I have a small teamwear business that does a few tens of thousands of garments per year and we currently source offshore. We are located in USA/Canada and would like to re-shore for the advantage of having a close to home (accessible) supply chain as well as to take advantage of NAFTA.

Does anyone have any recommendations of teamwear sublimation suppliers that could do teamwear with minimum orders of 1 pc/design? We would only require 1 pc/design if we were to send a fair amount of other volume, but this is important to us.

Thanks all!


----------



## into the T (Aug 22, 2015)

can you expand a bit about what you need...


----------



## imurrapjet (Sep 18, 2013)

Haha yeah you’re wrong, but that’s ok. I can see how a one might be sceptical of my message now that I re-read it.

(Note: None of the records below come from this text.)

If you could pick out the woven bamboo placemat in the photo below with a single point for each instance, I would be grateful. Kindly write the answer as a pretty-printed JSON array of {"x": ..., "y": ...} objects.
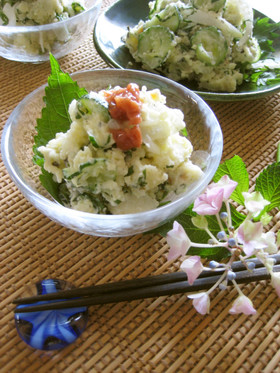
[{"x": 154, "y": 335}]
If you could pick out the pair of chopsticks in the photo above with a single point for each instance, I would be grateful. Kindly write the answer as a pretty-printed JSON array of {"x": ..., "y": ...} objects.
[{"x": 146, "y": 287}]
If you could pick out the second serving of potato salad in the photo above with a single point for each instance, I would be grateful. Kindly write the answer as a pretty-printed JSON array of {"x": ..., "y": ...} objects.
[
  {"x": 208, "y": 41},
  {"x": 37, "y": 12},
  {"x": 126, "y": 151},
  {"x": 31, "y": 13}
]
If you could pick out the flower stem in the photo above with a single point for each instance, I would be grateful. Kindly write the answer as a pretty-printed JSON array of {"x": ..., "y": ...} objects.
[
  {"x": 229, "y": 213},
  {"x": 211, "y": 235},
  {"x": 237, "y": 287},
  {"x": 219, "y": 222},
  {"x": 202, "y": 245}
]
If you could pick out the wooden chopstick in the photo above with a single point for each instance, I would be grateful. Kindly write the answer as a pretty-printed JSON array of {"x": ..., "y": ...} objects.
[
  {"x": 150, "y": 291},
  {"x": 131, "y": 284}
]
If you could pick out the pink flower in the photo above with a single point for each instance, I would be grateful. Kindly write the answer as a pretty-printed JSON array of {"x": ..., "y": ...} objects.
[
  {"x": 275, "y": 282},
  {"x": 210, "y": 202},
  {"x": 226, "y": 184},
  {"x": 249, "y": 234},
  {"x": 201, "y": 302},
  {"x": 242, "y": 305},
  {"x": 178, "y": 241},
  {"x": 193, "y": 267}
]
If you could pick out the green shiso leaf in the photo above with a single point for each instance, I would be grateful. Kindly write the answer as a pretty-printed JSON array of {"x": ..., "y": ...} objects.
[
  {"x": 236, "y": 170},
  {"x": 266, "y": 32},
  {"x": 268, "y": 35},
  {"x": 59, "y": 93},
  {"x": 268, "y": 184}
]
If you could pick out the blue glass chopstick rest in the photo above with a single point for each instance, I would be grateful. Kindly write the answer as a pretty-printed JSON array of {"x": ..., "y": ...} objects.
[{"x": 51, "y": 330}]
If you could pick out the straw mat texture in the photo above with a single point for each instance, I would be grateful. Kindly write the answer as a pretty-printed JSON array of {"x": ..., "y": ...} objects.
[{"x": 155, "y": 335}]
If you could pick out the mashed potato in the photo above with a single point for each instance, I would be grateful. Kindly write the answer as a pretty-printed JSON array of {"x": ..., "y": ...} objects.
[
  {"x": 101, "y": 173},
  {"x": 39, "y": 12},
  {"x": 208, "y": 41}
]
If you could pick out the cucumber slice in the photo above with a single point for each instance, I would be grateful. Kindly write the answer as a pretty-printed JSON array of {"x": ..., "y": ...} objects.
[
  {"x": 169, "y": 17},
  {"x": 94, "y": 105},
  {"x": 210, "y": 45},
  {"x": 155, "y": 44},
  {"x": 158, "y": 5}
]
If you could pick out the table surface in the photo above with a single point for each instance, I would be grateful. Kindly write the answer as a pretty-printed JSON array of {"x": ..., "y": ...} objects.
[{"x": 153, "y": 335}]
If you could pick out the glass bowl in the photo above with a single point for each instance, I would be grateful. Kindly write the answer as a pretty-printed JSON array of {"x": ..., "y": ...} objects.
[
  {"x": 34, "y": 43},
  {"x": 18, "y": 137}
]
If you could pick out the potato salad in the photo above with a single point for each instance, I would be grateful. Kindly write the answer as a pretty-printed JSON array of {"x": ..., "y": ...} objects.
[
  {"x": 126, "y": 151},
  {"x": 37, "y": 12},
  {"x": 207, "y": 41}
]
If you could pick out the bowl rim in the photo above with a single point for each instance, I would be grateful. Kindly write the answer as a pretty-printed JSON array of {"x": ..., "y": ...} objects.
[
  {"x": 49, "y": 26},
  {"x": 31, "y": 195}
]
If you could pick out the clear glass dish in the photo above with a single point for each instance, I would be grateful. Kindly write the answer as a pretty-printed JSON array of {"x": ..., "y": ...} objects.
[
  {"x": 18, "y": 138},
  {"x": 34, "y": 43}
]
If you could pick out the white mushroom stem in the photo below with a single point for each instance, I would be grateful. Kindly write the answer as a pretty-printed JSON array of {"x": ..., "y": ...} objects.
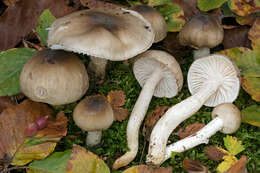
[
  {"x": 98, "y": 67},
  {"x": 137, "y": 117},
  {"x": 199, "y": 53},
  {"x": 93, "y": 138},
  {"x": 202, "y": 136},
  {"x": 173, "y": 117}
]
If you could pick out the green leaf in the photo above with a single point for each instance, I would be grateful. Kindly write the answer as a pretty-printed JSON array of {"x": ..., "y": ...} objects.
[
  {"x": 206, "y": 5},
  {"x": 251, "y": 115},
  {"x": 233, "y": 145},
  {"x": 45, "y": 21},
  {"x": 173, "y": 15},
  {"x": 12, "y": 62},
  {"x": 55, "y": 163}
]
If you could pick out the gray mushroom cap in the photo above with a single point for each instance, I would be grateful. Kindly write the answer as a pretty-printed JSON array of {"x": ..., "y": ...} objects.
[
  {"x": 172, "y": 80},
  {"x": 230, "y": 115},
  {"x": 215, "y": 68},
  {"x": 114, "y": 34}
]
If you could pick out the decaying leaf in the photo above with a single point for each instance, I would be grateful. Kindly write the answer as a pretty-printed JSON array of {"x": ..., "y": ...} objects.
[
  {"x": 100, "y": 4},
  {"x": 116, "y": 97},
  {"x": 189, "y": 130},
  {"x": 254, "y": 35},
  {"x": 14, "y": 142},
  {"x": 233, "y": 145},
  {"x": 244, "y": 8},
  {"x": 12, "y": 31},
  {"x": 151, "y": 119},
  {"x": 193, "y": 166},
  {"x": 251, "y": 115},
  {"x": 236, "y": 37},
  {"x": 239, "y": 167},
  {"x": 5, "y": 102},
  {"x": 215, "y": 153},
  {"x": 147, "y": 169}
]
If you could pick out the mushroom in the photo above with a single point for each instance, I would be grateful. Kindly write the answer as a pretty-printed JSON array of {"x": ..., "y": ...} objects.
[
  {"x": 201, "y": 32},
  {"x": 212, "y": 80},
  {"x": 55, "y": 77},
  {"x": 160, "y": 75},
  {"x": 102, "y": 33},
  {"x": 93, "y": 114},
  {"x": 155, "y": 18},
  {"x": 226, "y": 119}
]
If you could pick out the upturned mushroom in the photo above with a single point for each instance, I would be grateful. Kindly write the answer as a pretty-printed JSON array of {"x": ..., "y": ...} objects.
[
  {"x": 201, "y": 32},
  {"x": 103, "y": 34},
  {"x": 93, "y": 114},
  {"x": 160, "y": 75},
  {"x": 212, "y": 80},
  {"x": 155, "y": 18},
  {"x": 55, "y": 77},
  {"x": 226, "y": 119}
]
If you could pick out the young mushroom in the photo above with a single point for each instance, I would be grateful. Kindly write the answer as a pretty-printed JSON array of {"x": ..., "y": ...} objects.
[
  {"x": 212, "y": 80},
  {"x": 103, "y": 34},
  {"x": 201, "y": 32},
  {"x": 160, "y": 75},
  {"x": 55, "y": 77},
  {"x": 155, "y": 18},
  {"x": 226, "y": 119},
  {"x": 93, "y": 114}
]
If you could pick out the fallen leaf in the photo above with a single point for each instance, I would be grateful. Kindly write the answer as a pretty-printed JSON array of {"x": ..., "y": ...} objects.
[
  {"x": 251, "y": 115},
  {"x": 120, "y": 114},
  {"x": 229, "y": 160},
  {"x": 147, "y": 169},
  {"x": 189, "y": 7},
  {"x": 85, "y": 161},
  {"x": 189, "y": 130},
  {"x": 205, "y": 5},
  {"x": 254, "y": 35},
  {"x": 215, "y": 153},
  {"x": 12, "y": 62},
  {"x": 236, "y": 37},
  {"x": 19, "y": 19},
  {"x": 239, "y": 167},
  {"x": 173, "y": 15},
  {"x": 116, "y": 97},
  {"x": 100, "y": 4},
  {"x": 233, "y": 145},
  {"x": 5, "y": 102},
  {"x": 193, "y": 166},
  {"x": 244, "y": 8},
  {"x": 151, "y": 119}
]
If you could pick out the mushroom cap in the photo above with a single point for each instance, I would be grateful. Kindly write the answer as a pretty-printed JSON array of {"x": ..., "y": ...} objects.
[
  {"x": 215, "y": 68},
  {"x": 55, "y": 77},
  {"x": 93, "y": 113},
  {"x": 172, "y": 79},
  {"x": 155, "y": 18},
  {"x": 230, "y": 115},
  {"x": 201, "y": 31},
  {"x": 114, "y": 34}
]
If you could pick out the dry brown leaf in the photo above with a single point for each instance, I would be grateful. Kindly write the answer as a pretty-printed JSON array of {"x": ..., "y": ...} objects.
[
  {"x": 193, "y": 166},
  {"x": 19, "y": 19},
  {"x": 120, "y": 114},
  {"x": 189, "y": 130},
  {"x": 236, "y": 37},
  {"x": 215, "y": 153},
  {"x": 239, "y": 167},
  {"x": 100, "y": 4},
  {"x": 116, "y": 97},
  {"x": 5, "y": 102},
  {"x": 151, "y": 119}
]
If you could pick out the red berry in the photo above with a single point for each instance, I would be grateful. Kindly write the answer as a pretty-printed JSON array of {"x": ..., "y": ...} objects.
[
  {"x": 41, "y": 122},
  {"x": 31, "y": 129}
]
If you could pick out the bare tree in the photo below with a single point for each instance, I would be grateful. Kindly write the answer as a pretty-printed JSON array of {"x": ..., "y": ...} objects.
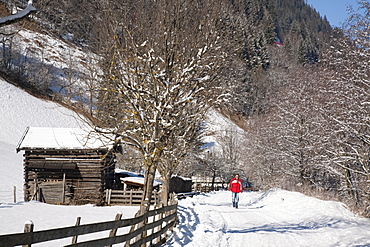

We wouldn’t be asking the new supplier to do 1 offs without a commitment from us to do larger volume. Likely it would go the opposite direction- we would do bigger orders first (or at least 25-50 pc orders) and then introduce the single pieces.

the reason I included the jnfo about being able to handle small orders was becusse we deal in order sizes all the way from 1-500 pcs. Sometimes they come from the same client too! So we can’t necessarily cut out of the 1 pc orders…
Anyways, let me know what you think (and feel free to reply back with questions if my request isn’t clear too!) thanks!


----------



## into the T (Aug 22, 2015)

thanks for the clarification

hopefully you find what you are looking for

if you are in canada, you could try the canada sub-forum here too


----------